(169a) Novel Catalysts for Selective Oxidation of Lower Alkanes

Olefins are industrially important starting molecules for the production of many oxygenated compounds and nitriles, obtained respectively by the oxidation and ammoxidation reactions. However, the high cost of such feedstocks have stimulated research on catalytic oxidation processes based on C2-C4 alkanes. Among different catalysts investigated, Mo-V-Te-Nb-Ox mixed metal oxide catalysts are very promising for oxidation, ammoxidation and oxidative dehydrogenation of lower alkanes. Recently, the Mo-V-Te-Nb-Ox catalysts with orthorhombic M1 phase structure received much attention as catalysts for (amm)oxidation of propane to acrylonitrile. However, the current M1 phase catalysts suffer from low thermal stability due to Te volatility and limited selectivity to acrylonitrile.

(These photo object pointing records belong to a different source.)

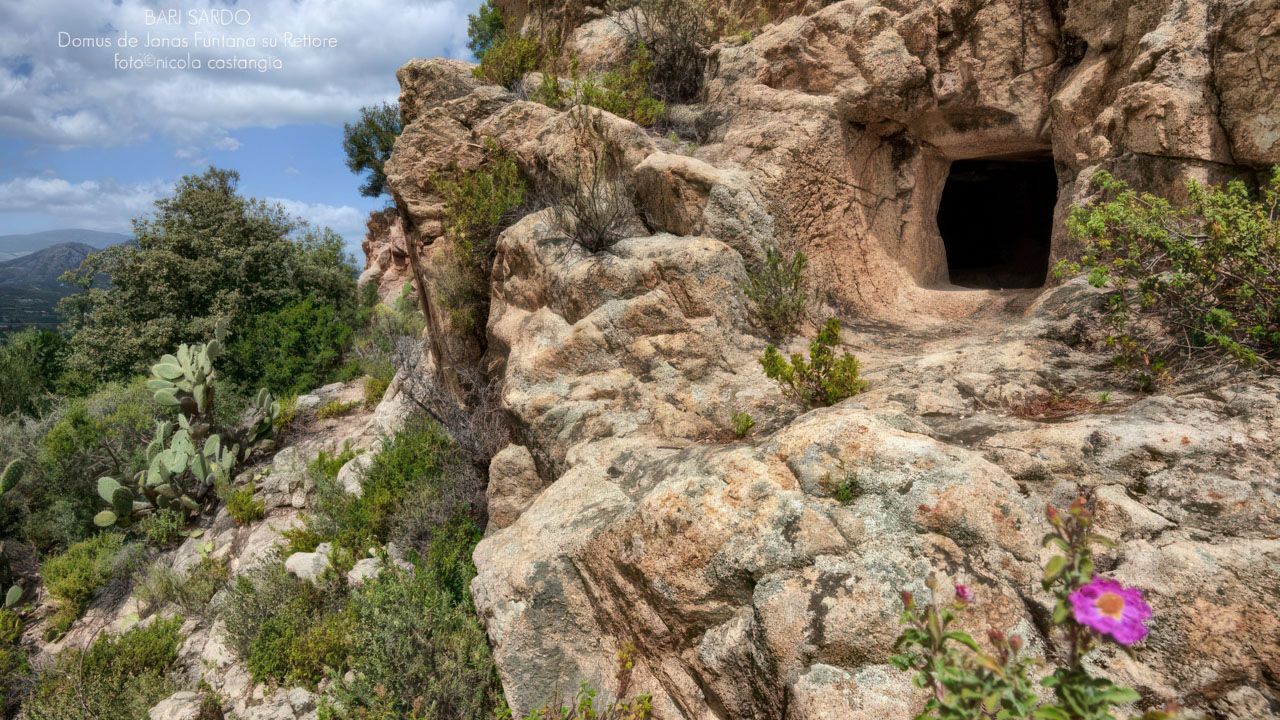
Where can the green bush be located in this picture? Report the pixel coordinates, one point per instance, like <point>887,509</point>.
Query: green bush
<point>243,506</point>
<point>76,575</point>
<point>287,629</point>
<point>192,591</point>
<point>94,436</point>
<point>10,627</point>
<point>291,350</point>
<point>31,363</point>
<point>337,409</point>
<point>375,387</point>
<point>778,292</point>
<point>676,33</point>
<point>1202,278</point>
<point>484,27</point>
<point>417,652</point>
<point>624,91</point>
<point>823,378</point>
<point>478,204</point>
<point>206,255</point>
<point>163,527</point>
<point>510,58</point>
<point>368,144</point>
<point>118,678</point>
<point>414,477</point>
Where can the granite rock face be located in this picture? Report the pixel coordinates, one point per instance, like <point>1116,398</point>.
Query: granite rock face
<point>760,577</point>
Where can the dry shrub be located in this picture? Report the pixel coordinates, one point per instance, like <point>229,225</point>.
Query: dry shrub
<point>593,204</point>
<point>676,35</point>
<point>465,401</point>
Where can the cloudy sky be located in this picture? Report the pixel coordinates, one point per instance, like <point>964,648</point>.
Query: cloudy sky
<point>105,103</point>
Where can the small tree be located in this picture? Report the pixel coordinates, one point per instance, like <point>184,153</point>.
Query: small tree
<point>369,142</point>
<point>821,381</point>
<point>778,292</point>
<point>484,27</point>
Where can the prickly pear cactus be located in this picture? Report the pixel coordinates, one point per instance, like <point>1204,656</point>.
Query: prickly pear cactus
<point>191,456</point>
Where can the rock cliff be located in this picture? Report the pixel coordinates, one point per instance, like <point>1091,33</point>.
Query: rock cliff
<point>627,514</point>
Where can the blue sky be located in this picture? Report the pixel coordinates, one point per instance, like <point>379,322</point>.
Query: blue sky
<point>87,142</point>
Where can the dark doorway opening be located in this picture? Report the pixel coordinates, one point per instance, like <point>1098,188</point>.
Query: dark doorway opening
<point>996,219</point>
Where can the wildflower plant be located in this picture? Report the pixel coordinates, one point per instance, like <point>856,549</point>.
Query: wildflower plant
<point>969,682</point>
<point>1198,278</point>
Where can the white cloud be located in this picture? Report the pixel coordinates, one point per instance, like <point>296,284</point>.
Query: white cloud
<point>108,205</point>
<point>103,205</point>
<point>74,96</point>
<point>343,219</point>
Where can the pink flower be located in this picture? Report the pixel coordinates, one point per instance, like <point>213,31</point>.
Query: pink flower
<point>1110,609</point>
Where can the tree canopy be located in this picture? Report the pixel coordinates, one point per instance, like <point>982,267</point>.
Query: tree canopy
<point>205,254</point>
<point>369,142</point>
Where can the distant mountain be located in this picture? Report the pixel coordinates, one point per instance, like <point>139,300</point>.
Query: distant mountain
<point>18,245</point>
<point>28,285</point>
<point>44,267</point>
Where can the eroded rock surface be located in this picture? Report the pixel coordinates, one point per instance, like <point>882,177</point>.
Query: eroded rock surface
<point>627,514</point>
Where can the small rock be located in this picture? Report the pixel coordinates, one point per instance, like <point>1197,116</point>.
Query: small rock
<point>310,565</point>
<point>364,570</point>
<point>179,706</point>
<point>352,473</point>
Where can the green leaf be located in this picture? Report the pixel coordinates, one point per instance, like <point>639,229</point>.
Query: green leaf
<point>167,399</point>
<point>167,372</point>
<point>1054,570</point>
<point>106,488</point>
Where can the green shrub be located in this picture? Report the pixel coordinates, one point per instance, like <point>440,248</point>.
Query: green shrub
<point>287,629</point>
<point>14,673</point>
<point>624,91</point>
<point>510,58</point>
<point>291,350</point>
<point>103,433</point>
<point>676,33</point>
<point>336,409</point>
<point>478,204</point>
<point>594,204</point>
<point>778,292</point>
<point>192,591</point>
<point>484,27</point>
<point>823,378</point>
<point>161,527</point>
<point>415,652</point>
<point>414,477</point>
<point>206,255</point>
<point>243,506</point>
<point>375,387</point>
<point>76,575</point>
<point>118,678</point>
<point>1202,278</point>
<point>31,363</point>
<point>10,627</point>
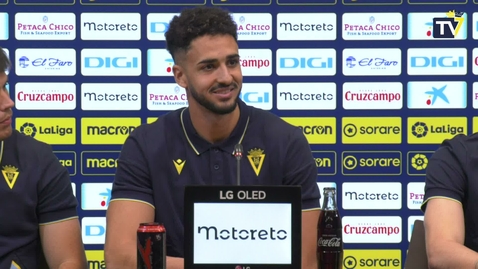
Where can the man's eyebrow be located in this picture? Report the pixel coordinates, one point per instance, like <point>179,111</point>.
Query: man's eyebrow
<point>210,61</point>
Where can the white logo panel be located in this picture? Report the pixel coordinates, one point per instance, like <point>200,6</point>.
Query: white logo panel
<point>4,33</point>
<point>111,62</point>
<point>306,62</point>
<point>415,194</point>
<point>377,229</point>
<point>306,26</point>
<point>166,96</point>
<point>306,96</point>
<point>372,95</point>
<point>93,230</point>
<point>385,195</point>
<point>372,62</point>
<point>45,96</point>
<point>110,96</point>
<point>258,95</point>
<point>256,62</point>
<point>45,26</point>
<point>110,26</point>
<point>45,62</point>
<point>437,61</point>
<point>253,26</point>
<point>157,24</point>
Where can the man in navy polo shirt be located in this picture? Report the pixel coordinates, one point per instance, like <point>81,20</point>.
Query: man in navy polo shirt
<point>195,145</point>
<point>38,217</point>
<point>450,204</point>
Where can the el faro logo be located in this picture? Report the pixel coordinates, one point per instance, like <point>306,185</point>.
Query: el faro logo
<point>107,131</point>
<point>53,131</point>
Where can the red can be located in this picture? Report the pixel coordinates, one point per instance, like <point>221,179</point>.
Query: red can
<point>151,253</point>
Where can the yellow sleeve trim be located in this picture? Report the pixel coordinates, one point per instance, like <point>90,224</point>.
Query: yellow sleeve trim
<point>57,221</point>
<point>312,209</point>
<point>440,197</point>
<point>132,200</point>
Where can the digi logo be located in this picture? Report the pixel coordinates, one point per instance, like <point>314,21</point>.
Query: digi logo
<point>448,27</point>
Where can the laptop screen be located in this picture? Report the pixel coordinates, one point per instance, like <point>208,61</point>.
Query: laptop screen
<point>242,227</point>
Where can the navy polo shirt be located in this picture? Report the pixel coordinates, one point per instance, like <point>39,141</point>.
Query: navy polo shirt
<point>159,159</point>
<point>35,189</point>
<point>452,173</point>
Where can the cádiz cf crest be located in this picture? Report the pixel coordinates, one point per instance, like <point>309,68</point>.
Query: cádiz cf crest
<point>10,173</point>
<point>256,157</point>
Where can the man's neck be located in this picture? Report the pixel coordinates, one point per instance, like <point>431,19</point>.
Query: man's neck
<point>213,127</point>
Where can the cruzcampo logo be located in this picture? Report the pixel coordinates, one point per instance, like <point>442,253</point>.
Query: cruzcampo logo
<point>10,173</point>
<point>256,157</point>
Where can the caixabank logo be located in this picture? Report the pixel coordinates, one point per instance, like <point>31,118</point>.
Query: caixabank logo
<point>107,131</point>
<point>434,130</point>
<point>53,131</point>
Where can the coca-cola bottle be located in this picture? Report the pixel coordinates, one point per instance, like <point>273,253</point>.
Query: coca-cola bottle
<point>330,250</point>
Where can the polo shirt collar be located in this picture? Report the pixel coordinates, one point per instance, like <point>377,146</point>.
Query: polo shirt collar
<point>199,145</point>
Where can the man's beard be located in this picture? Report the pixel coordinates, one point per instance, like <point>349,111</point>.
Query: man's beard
<point>203,101</point>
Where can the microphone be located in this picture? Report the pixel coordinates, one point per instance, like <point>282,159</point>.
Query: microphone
<point>238,154</point>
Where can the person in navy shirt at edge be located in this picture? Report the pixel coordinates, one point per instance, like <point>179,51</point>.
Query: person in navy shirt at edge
<point>38,218</point>
<point>450,204</point>
<point>194,145</point>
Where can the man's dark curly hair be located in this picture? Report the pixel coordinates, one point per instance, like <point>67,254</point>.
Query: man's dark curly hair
<point>196,22</point>
<point>4,61</point>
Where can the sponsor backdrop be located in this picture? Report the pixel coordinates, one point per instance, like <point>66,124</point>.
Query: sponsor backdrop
<point>375,86</point>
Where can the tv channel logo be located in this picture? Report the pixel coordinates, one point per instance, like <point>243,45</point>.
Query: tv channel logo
<point>95,196</point>
<point>372,130</point>
<point>93,230</point>
<point>257,94</point>
<point>317,130</point>
<point>437,61</point>
<point>111,62</point>
<point>157,24</point>
<point>422,25</point>
<point>371,163</point>
<point>4,26</point>
<point>436,94</point>
<point>306,62</point>
<point>433,130</point>
<point>450,26</point>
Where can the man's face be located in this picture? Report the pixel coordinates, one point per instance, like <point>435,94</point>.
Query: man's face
<point>211,73</point>
<point>6,105</point>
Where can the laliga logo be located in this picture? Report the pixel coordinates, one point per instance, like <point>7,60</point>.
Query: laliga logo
<point>419,161</point>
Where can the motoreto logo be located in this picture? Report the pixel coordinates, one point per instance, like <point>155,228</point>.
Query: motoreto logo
<point>233,233</point>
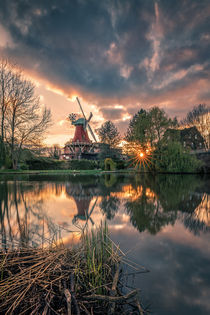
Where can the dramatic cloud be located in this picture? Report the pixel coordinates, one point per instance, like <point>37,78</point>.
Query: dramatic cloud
<point>130,53</point>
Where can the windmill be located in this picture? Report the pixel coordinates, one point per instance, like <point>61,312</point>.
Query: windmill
<point>81,146</point>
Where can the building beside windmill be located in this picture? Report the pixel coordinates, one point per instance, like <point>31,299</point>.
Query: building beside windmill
<point>80,146</point>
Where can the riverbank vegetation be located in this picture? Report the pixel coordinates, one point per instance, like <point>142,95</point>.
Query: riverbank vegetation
<point>87,279</point>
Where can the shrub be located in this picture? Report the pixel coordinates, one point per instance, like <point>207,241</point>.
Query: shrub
<point>110,165</point>
<point>44,163</point>
<point>173,158</point>
<point>83,164</point>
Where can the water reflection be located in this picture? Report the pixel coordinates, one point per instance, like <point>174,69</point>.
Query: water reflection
<point>35,210</point>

In this study we investigated the use of Fe, Ru and Au as promoters of thermal stability and selectivity in (amm)oxidation of C2-C4 alkanes over the M1 phase catalysts. Trivalent Fe is well known as an active component of catalysts employed for partial oxidation for ethane and propane, whereas small Ru and Au nanoparticles (<10 nm) exhibit unexpectedly high catalytic activities towards many types of catalytic reactions, such as selective oxidation, steam reforming and water-gas shift reaction. Selective (amm)oxidation of lower alkanes were investigated over hydrothermally synthesized Mo-V-Nb-Te-Ox, Mo-V-Nb-Fe-Ox as well as Au- and Ru-doped Mo-V-Nb-Te-Ox M1 phase catalysts. Au ad Ru dopants were introduced to the Mo-V-Nb-Te-Ox M1 phase catalysts were by the incipient wetness impregnation. The structural characteristics of multi-component Mo-V-Nb-Te-Ox, Mo-V-Nb-Fe-Ox, Ru- and Au-doped Mo-V-Nb-Te-Ox catalysts were investigated by X-ray diffraction (XRD), scanning electron microscopy (SEM), transmission electron microscopy (TEM) and N2 adsorption at 77 K. Selective (amm)oxidation of lower alkanes were carried out in a tubular reactor at 300-4300C. The total flow rate as well as the He: C2-C4: O2: NH3 molar ratios were varied to optimize the conversion of feed, selectivity and yield of the desired products. The experimental results showed that the Mo-V-Nb-Fe-Ox catalysts was least active as compared to all other catalysts tested, which may be due to the presence of a different phase other than the M1 phase. The best results were obtained over Au-doped Mo-V-Nb-Te-Ox catalysts in terms of alkane conversion, selectivity and yield of desired products. The enhanced catalytic activity of the Au-doped Mo-V-Nb-Te-Ox M1 phase catalysts may be attributed to the presence of the supported Au nanoparticles.